I was relieved, when I woke briefly in the small hours, to hear rain drumming loudly on the roof, and pleased when it was still raining when I got up, and raining really hard (bouncing off the roof of the car parked outside the kitchen window) by mid-morning. I checked quickly on the Met Office website that it was still supposed to be raining at Kew until four o'clock (though I did notice that the yellow rain warning for London had been withdrawn). Logically, the fact that it is pouring on the Essex-Suffolk borders does not mean that it is raining at Kew, but it makes it much easier to believe, and to accept that cancelling the day out was a sensible decision, when the evidence of your own eyes is of nature chucking it down.
I thought I'd better spend part of my unexpected free day mugging up on next week's presentations. Tuesday sees another gardening talk, then on Wednesday it's the turn of the woodland conservation charity. The garden club talk, on Colour and Interest in the autumn garden, will be based on whatever I can borrow from the plant centre that looks either colourful or interesting, supplemented with twigs and sprays from my own garden. The fact that I never know until the day what will be available does add a certain adrenaline-fuelled spontaneity to the talk. People like the real plants, or perhaps they like my enthusiastic reaction to them, or maybe the fact that the lights are on makes it easier for them to stay awake. Last week's carefully prepared bulb talk went OK, but didn't seem as much fun as the ones with live plants, for anybody involved.

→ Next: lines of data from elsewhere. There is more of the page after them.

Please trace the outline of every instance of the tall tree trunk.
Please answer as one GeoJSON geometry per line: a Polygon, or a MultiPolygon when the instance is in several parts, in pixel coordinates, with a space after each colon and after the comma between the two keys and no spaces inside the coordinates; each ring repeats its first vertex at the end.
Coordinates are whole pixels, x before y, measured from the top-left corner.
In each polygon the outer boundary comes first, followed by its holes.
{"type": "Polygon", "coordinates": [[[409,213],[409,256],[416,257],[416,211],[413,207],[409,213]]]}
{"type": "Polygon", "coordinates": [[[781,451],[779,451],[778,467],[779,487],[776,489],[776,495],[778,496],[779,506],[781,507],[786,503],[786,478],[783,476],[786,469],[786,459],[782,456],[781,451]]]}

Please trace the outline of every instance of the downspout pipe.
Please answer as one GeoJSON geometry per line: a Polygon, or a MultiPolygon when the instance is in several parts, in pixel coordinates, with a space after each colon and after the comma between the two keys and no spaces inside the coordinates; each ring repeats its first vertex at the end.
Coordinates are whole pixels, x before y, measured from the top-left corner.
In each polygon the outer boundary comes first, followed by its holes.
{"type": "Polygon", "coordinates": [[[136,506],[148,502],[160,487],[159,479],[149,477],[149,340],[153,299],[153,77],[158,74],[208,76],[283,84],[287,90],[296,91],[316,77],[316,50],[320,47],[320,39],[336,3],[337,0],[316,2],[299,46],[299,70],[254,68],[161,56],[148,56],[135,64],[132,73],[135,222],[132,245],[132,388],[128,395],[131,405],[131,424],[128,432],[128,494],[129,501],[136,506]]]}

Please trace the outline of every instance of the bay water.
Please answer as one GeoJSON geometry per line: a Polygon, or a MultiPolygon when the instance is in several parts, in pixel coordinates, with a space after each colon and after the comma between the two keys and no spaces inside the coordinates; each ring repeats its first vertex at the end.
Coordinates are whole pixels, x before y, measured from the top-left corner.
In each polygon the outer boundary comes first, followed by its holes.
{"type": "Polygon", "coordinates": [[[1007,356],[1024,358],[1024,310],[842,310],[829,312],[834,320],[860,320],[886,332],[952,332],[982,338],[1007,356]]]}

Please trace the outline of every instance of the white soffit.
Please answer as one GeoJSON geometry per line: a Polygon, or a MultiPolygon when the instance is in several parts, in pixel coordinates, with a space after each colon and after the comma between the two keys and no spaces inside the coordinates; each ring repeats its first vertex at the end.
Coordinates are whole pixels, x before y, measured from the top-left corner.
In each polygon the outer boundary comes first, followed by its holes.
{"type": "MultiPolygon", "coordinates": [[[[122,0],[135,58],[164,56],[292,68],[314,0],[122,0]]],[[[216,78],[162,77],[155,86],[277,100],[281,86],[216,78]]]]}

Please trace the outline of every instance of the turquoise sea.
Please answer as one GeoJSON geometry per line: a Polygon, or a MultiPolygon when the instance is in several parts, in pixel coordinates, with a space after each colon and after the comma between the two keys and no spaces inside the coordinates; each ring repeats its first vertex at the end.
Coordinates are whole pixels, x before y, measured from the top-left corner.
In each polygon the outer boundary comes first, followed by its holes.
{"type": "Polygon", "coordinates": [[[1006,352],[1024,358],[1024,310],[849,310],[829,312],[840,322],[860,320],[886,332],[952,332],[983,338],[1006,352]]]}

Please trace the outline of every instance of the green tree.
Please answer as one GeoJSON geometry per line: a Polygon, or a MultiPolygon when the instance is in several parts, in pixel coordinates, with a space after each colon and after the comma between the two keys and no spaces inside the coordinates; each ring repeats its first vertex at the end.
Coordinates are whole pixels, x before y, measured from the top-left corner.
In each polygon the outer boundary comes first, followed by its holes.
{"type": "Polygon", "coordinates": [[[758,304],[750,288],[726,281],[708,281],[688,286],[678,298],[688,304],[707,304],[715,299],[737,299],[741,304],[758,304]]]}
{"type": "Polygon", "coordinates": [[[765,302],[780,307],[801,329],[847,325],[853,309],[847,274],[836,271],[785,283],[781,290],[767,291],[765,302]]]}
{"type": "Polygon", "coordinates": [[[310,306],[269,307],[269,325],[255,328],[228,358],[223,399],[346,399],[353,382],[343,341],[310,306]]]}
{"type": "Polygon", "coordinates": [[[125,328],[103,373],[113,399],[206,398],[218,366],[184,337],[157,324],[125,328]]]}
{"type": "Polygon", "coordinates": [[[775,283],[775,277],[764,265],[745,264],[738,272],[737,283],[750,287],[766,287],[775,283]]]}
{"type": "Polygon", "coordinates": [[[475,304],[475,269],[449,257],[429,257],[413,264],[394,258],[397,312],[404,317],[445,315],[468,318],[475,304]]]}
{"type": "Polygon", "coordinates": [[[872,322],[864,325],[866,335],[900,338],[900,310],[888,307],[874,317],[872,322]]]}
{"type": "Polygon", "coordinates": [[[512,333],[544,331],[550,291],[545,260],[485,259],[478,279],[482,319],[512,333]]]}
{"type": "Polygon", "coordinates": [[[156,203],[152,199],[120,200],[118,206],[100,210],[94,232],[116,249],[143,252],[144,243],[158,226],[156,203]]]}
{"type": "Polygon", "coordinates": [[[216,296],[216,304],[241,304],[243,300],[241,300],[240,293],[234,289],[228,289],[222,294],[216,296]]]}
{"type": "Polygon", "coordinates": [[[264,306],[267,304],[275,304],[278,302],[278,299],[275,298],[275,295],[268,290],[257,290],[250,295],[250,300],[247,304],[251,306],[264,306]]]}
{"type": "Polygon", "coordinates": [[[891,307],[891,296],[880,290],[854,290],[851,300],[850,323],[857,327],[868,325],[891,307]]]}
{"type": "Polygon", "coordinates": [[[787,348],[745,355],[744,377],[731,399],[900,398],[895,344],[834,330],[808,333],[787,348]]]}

The woodland conservation charity sent me a new set of slides a few months back, and Wednesday will be only the second time I've talked from them. The new presentation is passable. The previous one, as sent out to volunteers, was a muddle. I'm sure it was written from the heart, but not apparently by anyone who had received any presentation training, and it went round and round in circles. You were supposed to tell the audience how important it was to involve children in woodland planting, and then, four slides later, just as you thought you'd covered the topic of children and were on to the next point, there the children were again. I ended up writing my own script, and cannibalising the slides to fit.
The new one is better than that, but it is still a challenge to memory to remember what I am supposed to say about each slide, and the re-stated three part aims (I'm sure there used to be four) of Create, Protect, Restore, don't cover human interaction with trees, which is definitely supposed to be there somewhere. The script goes rather wildly off track as well at the point where it is supposed to be covering what the charity is doing in response to the threat from new imported tree diseases, presumably because there is very little they can do (standing wringing your hands and weeping does not count).
After lunch I made some banana bread, since the Systems Administrator rather overbought on bananas for my lunch box last week, and we had a bagful going squidgy in the cupboard. I will report back on whether it is too sweet. Some recipes are, but as I couldn't remember which one I used last time that didn't help.
I highly recommend Claudia Roden's lamb with okra. You cook some onion and garlic quite gently, until it is golden, add the cubed lamb and cook until the lamb is brown, add the okra and cook some more, add a tin of tomatoes, and simmer until it's tender. True one pot cooking. I expected the lamb to weep instead of browning, but it didn't. Ground coriander at the onion frying stage is optional, as is the final squeeze of lemon. I included both. If, like Simon Hopkinson, you hate imprecise recipes, then you will hate that recipe. Sorry about that.